Let me use a contrived example to illustrate. You, me, and Bob are sitting around drinking some really, really good bourbon. Bob says, “I’m thinking of a number between 1 and a gazillion. Guess what it is.” You immediately shout out “42.” I immediately start screaming at you “You’re wrong! It’s not 42. How could it be 42? It’s 7427466391!” and begin flicking lit matches into your hair to simulate the eternal torment you will endure in hell because you are wrong.

That pretty much describes the situation. I can no more know what number Bob is really thinking of than can our elephant-seeing Christian really, truly, completely know God. And if he cannot really, truly, completely know God how can he say that someone else’s understanding of God is wrong?

Paul even backs me up in I Corinthians 13

  1. For we know in part, and we prophesy in part.
  2. But when that which is perfect is come, then that which is in part shall be done away.
  3. When I was a child, I spake as a child, I understood as a child, I thought as a child: but when I became a man, I put away childish things.
  4. For now we see through a glass, darkly, but then face to face: now I know in part; but then shall I know even as also I am known.

This is Paul talking. You know, St. Paul. The guy who spoke to Jesus — and Jesus spoke back! The guy who wrote a fair amount of the New Testament. He, St. Paul, said that “now I know in part.” Even St. Paul didn’t have all the answers; even he didn’t know what number Bob was thinking of. Is Zacharias really claiming that he knows more than St. Paul? If Paul only knew “in part,” then we, not having spoken with Jesus directly, can only know a fraction of an “in part” and that’s probably not a whole hell of a lot.

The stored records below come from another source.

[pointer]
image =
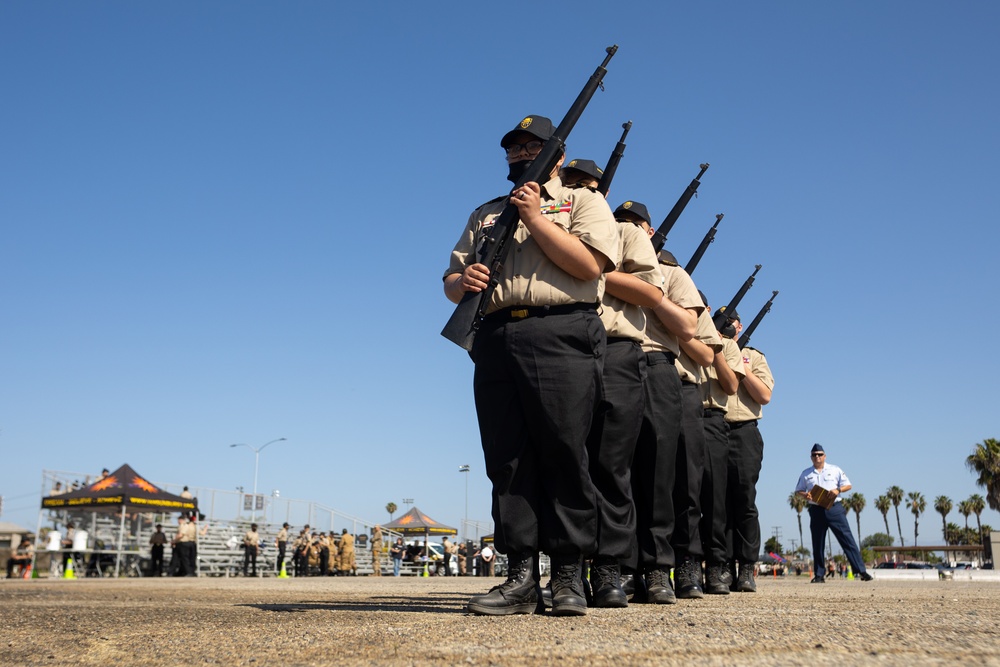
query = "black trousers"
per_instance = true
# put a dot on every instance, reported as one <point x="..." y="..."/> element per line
<point x="835" y="520"/>
<point x="156" y="560"/>
<point x="746" y="454"/>
<point x="655" y="463"/>
<point x="611" y="447"/>
<point x="537" y="384"/>
<point x="281" y="555"/>
<point x="249" y="557"/>
<point x="713" y="487"/>
<point x="690" y="473"/>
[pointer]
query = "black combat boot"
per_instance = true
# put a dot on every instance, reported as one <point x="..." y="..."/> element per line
<point x="517" y="595"/>
<point x="568" y="598"/>
<point x="658" y="588"/>
<point x="605" y="579"/>
<point x="745" y="582"/>
<point x="687" y="579"/>
<point x="715" y="583"/>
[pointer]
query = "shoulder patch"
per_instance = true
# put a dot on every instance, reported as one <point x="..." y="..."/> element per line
<point x="564" y="206"/>
<point x="493" y="201"/>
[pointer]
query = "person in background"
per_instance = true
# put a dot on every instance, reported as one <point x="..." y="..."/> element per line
<point x="831" y="478"/>
<point x="396" y="553"/>
<point x="377" y="551"/>
<point x="251" y="545"/>
<point x="157" y="541"/>
<point x="22" y="556"/>
<point x="281" y="541"/>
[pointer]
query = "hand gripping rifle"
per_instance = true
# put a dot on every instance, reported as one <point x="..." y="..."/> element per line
<point x="464" y="322"/>
<point x="660" y="237"/>
<point x="721" y="319"/>
<point x="705" y="242"/>
<point x="612" y="166"/>
<point x="745" y="337"/>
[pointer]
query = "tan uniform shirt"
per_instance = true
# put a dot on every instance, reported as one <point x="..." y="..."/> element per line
<point x="251" y="539"/>
<point x="620" y="318"/>
<point x="529" y="277"/>
<point x="679" y="288"/>
<point x="687" y="368"/>
<point x="714" y="396"/>
<point x="741" y="406"/>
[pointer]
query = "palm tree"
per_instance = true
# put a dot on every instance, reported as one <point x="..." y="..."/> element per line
<point x="965" y="509"/>
<point x="942" y="505"/>
<point x="917" y="505"/>
<point x="896" y="496"/>
<point x="985" y="462"/>
<point x="977" y="505"/>
<point x="857" y="504"/>
<point x="798" y="503"/>
<point x="882" y="504"/>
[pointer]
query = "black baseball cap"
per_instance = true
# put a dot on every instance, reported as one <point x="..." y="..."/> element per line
<point x="588" y="167"/>
<point x="634" y="208"/>
<point x="733" y="315"/>
<point x="539" y="126"/>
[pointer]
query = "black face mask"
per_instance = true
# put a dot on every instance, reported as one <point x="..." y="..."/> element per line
<point x="515" y="170"/>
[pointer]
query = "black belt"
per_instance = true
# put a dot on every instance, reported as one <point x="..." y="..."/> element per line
<point x="621" y="339"/>
<point x="514" y="313"/>
<point x="660" y="357"/>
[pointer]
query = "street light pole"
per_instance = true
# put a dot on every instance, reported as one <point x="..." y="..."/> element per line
<point x="465" y="520"/>
<point x="256" y="468"/>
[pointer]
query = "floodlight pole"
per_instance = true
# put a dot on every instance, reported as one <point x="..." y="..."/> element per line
<point x="256" y="468"/>
<point x="465" y="520"/>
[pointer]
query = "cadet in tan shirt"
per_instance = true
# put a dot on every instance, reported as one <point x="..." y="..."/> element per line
<point x="746" y="454"/>
<point x="636" y="282"/>
<point x="720" y="379"/>
<point x="654" y="465"/>
<point x="539" y="356"/>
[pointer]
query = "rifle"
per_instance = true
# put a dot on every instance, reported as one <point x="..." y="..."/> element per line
<point x="464" y="322"/>
<point x="705" y="242"/>
<point x="745" y="336"/>
<point x="721" y="319"/>
<point x="660" y="237"/>
<point x="612" y="166"/>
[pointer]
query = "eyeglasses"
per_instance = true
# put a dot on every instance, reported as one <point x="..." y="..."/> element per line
<point x="531" y="147"/>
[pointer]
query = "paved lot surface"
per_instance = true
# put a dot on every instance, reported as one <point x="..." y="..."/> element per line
<point x="413" y="621"/>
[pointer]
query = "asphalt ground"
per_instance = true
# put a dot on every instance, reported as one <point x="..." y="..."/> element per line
<point x="422" y="621"/>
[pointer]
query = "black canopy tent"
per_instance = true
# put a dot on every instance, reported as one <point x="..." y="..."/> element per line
<point x="122" y="490"/>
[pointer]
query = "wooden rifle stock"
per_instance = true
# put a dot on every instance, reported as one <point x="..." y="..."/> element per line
<point x="660" y="236"/>
<point x="612" y="166"/>
<point x="705" y="242"/>
<point x="464" y="322"/>
<point x="721" y="319"/>
<point x="745" y="336"/>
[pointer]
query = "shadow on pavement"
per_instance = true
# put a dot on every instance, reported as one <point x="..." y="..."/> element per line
<point x="439" y="603"/>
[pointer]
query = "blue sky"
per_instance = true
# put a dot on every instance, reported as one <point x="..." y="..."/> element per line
<point x="227" y="222"/>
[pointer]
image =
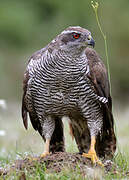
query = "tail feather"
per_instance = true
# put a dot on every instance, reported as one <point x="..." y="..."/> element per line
<point x="24" y="113"/>
<point x="24" y="117"/>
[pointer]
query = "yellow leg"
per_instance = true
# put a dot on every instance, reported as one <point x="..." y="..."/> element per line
<point x="92" y="153"/>
<point x="71" y="131"/>
<point x="46" y="149"/>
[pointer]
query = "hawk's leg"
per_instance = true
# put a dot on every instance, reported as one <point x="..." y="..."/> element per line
<point x="46" y="148"/>
<point x="47" y="132"/>
<point x="92" y="153"/>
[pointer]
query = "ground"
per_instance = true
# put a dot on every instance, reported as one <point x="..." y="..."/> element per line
<point x="65" y="163"/>
<point x="17" y="144"/>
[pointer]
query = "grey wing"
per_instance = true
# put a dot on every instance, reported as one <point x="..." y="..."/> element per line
<point x="99" y="77"/>
<point x="27" y="102"/>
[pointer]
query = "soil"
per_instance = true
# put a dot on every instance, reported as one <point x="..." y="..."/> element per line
<point x="55" y="163"/>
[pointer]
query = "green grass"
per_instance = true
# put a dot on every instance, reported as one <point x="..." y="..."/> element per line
<point x="19" y="143"/>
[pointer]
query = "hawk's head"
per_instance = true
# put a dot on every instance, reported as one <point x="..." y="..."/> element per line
<point x="75" y="38"/>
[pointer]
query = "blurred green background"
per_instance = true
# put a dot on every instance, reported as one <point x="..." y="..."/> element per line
<point x="27" y="26"/>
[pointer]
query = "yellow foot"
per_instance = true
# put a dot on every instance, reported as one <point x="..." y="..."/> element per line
<point x="92" y="155"/>
<point x="44" y="154"/>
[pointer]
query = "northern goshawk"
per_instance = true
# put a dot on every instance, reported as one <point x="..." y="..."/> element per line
<point x="61" y="81"/>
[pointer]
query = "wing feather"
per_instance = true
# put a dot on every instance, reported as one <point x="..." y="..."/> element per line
<point x="99" y="77"/>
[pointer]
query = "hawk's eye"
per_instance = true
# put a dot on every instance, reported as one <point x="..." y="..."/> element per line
<point x="76" y="35"/>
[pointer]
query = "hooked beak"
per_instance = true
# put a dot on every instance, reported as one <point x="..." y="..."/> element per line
<point x="91" y="42"/>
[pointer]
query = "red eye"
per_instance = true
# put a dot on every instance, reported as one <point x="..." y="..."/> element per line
<point x="76" y="35"/>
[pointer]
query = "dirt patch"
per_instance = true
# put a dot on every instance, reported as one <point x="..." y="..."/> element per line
<point x="55" y="163"/>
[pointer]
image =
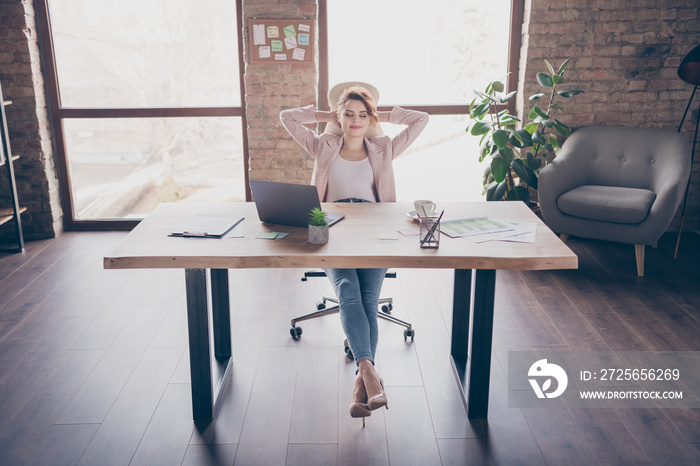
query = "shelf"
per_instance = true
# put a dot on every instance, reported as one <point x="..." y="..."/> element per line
<point x="7" y="214"/>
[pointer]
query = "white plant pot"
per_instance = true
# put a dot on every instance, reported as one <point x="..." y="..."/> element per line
<point x="318" y="235"/>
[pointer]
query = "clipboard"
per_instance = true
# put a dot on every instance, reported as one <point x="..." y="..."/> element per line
<point x="207" y="226"/>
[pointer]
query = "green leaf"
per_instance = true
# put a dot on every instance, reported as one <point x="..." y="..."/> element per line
<point x="506" y="155"/>
<point x="480" y="110"/>
<point x="537" y="112"/>
<point x="497" y="192"/>
<point x="519" y="168"/>
<point x="499" y="169"/>
<point x="525" y="137"/>
<point x="509" y="96"/>
<point x="533" y="162"/>
<point x="563" y="66"/>
<point x="544" y="79"/>
<point x="538" y="138"/>
<point x="481" y="127"/>
<point x="549" y="67"/>
<point x="570" y="93"/>
<point x="514" y="141"/>
<point x="519" y="193"/>
<point x="500" y="138"/>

But what does this have to do with ol’ Bert? Russell seems to undervalue religion when he claims that conflicting religious ideas cannot both be right because he assumes that man can know god (in whatever form you want to picture god) completely enough that he is able to pass judgement on another idea of god. He also seems to overvalue man’s ability to “know”; if I don’t have the full picture and you don’t have the full picture then who’s to say that both our ideas are not two different aspects of the same, full picture?

For example, let’s assume that god is a cylinder and you and I, in our imperfect, limited, all-to-human knowledge can only see projections of god. I look at god and see a rectangle. You look at god from a different angle and see a circle. Are our two viewpoints necessarily mutually exclusive? Well, obviously not because god is neither a rectangle nor a circle — god is something beyond both our ideas.

In fact, the real answer is to combine our apparently-disjoint knowledge which would allow us all to refine our ideas of god. It’s like those SAT questions where you are given three projections of a three-dimensional object and have to pick the right shape. If you only have a single projection, there is no way you can get the right answer because you don’t see all the details of the object’s surface.

It seems to me that what we really need to do is take the most disparate religious ideas and try to fit them together for it is the disparity itself that tells us we are looking at very different parts of God or we are looking at God from very different angles. It also seems to me that the mystic religious traditions do exactly this. Mystic Christianity has a lot more in common with mystic Islam and mystic Judaism than the main-stream religions have in common with each other.